# 12v SQ Crew Meetup - Calgary AB - June 25th - 10am till whenever



## AudioGal (Oct 16, 2019)

Hi all, we are having one of our casual fun centered meet and greet events on June 25th. The parking lot we use is located right beside Mary Browns Chicken. Map is attached.

You are welcome to come out, have fun and chat about car audio. Show off your rig and listen to others peoples systems. There is no rig to small or to big. Systems do not need to be finished or tuned to perfection! It is always exciting to see what peoples different approaches are.

I think i have removed most common barriers,  so if you can make the time to attend i believe you will have a good time with the crew!

This is NOT a competition event in any way shape or form, and is intended to grow and promote the community as a whole in Alberta, Canada. If you have a competition rig please bring it and promote that aspect of the hobby, all SQ rigs welcome!


----------



## AudioGal (Oct 16, 2019)

Bumping this up, incase it was missed by the masses !


----------



## BigAl205 (May 20, 2009)

I'd love to meet up...too bad it's 30 hours away. Meet me halfway? 😆


----------



## AudioGal (Oct 16, 2019)

BigAl205 said:


> I'd love to meet up...too bad it's 30 hours away.
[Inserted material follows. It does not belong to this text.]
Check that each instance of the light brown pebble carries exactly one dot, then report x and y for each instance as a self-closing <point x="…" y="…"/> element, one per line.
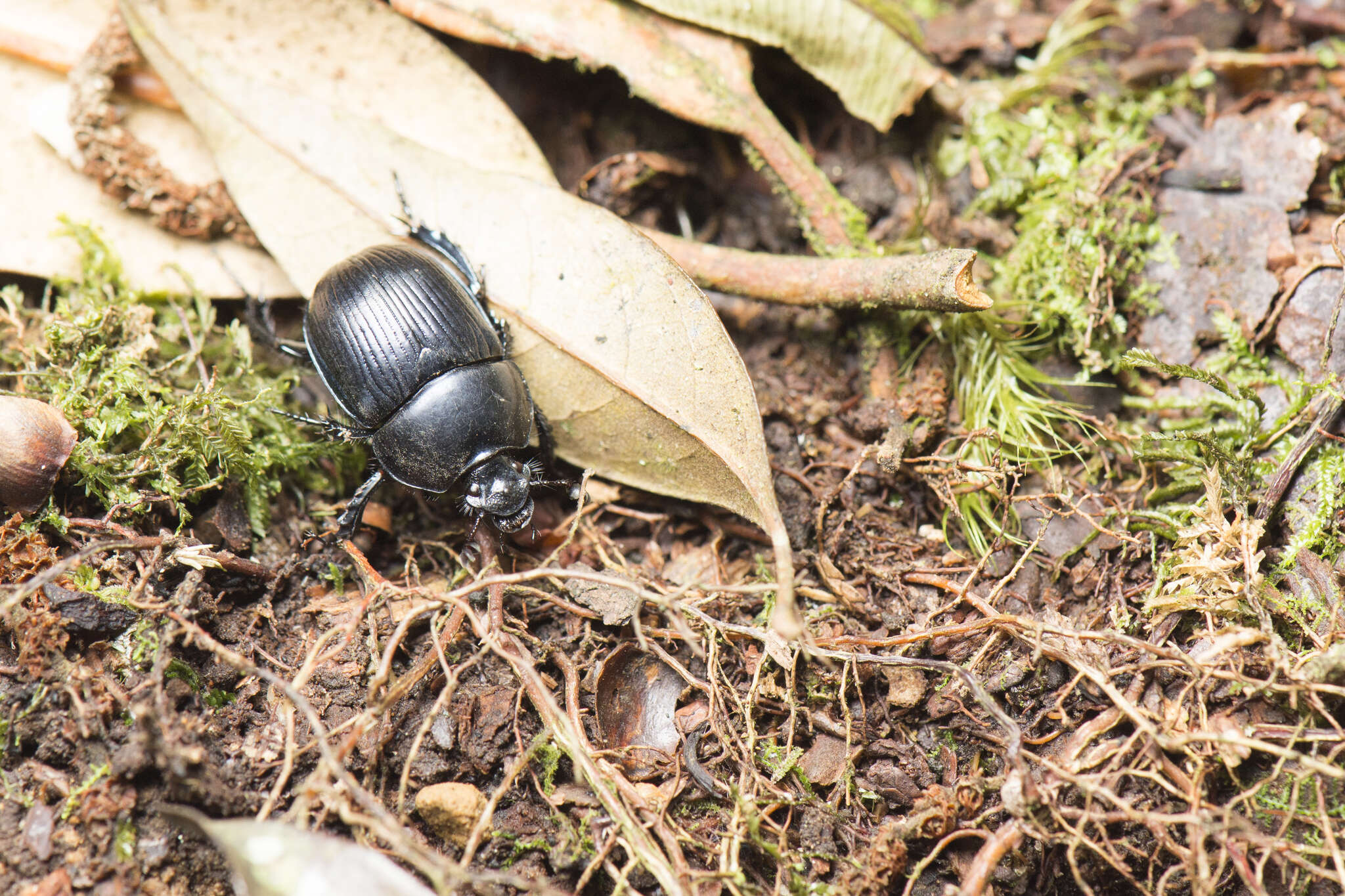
<point x="451" y="809"/>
Meet me halfway? 😆


I know right, i see the cool meets down in the US and then i look them up and go DAM!!! It would take all of my holidays just to drive there and back  

I would love to connect with you guys down there !!!


----------



## dkc7 (Jan 7, 2022)

35 hours for me, damn


----------



## AudioGal (Oct 16, 2019)

One week till our meetup in Calgary . Hope to see some of the local DIYMA folks there 😎


----------



## AudioGal (Oct 16, 2019)

Okay i know there are lurkers out there. I just attended a car audio event in British Columbia and i met some of them. That event was a success and fun was had by all. We should be able to do the same thing here.
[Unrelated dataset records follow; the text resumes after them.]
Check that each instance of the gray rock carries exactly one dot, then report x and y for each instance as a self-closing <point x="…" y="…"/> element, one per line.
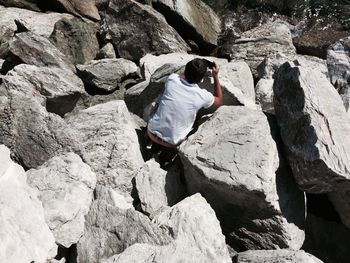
<point x="254" y="45"/>
<point x="338" y="62"/>
<point x="109" y="139"/>
<point x="196" y="232"/>
<point x="107" y="74"/>
<point x="198" y="19"/>
<point x="138" y="29"/>
<point x="35" y="50"/>
<point x="76" y="39"/>
<point x="60" y="88"/>
<point x="25" y="237"/>
<point x="276" y="256"/>
<point x="232" y="160"/>
<point x="157" y="188"/>
<point x="107" y="51"/>
<point x="65" y="186"/>
<point x="32" y="134"/>
<point x="111" y="229"/>
<point x="314" y="127"/>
So if you are a lurker, please come out, have some fun and meet some of the other car audio lovers in the area, and listen to a variety of cars !!!


----------



## JimmyDee (Mar 8, 2014)

I'll be there.

@BigAl205 @dkc7 ... better start driving now, in order to make it by Saturday morning!


----------



## dkc7 (Jan 7, 2022)

With regrets I will not be able to attend. between 35 hours and $2.60/lt for 94 octane, its not doable. Hoping to get to Va. in sept. Hope everyone has a great time. Maybe next year.


----------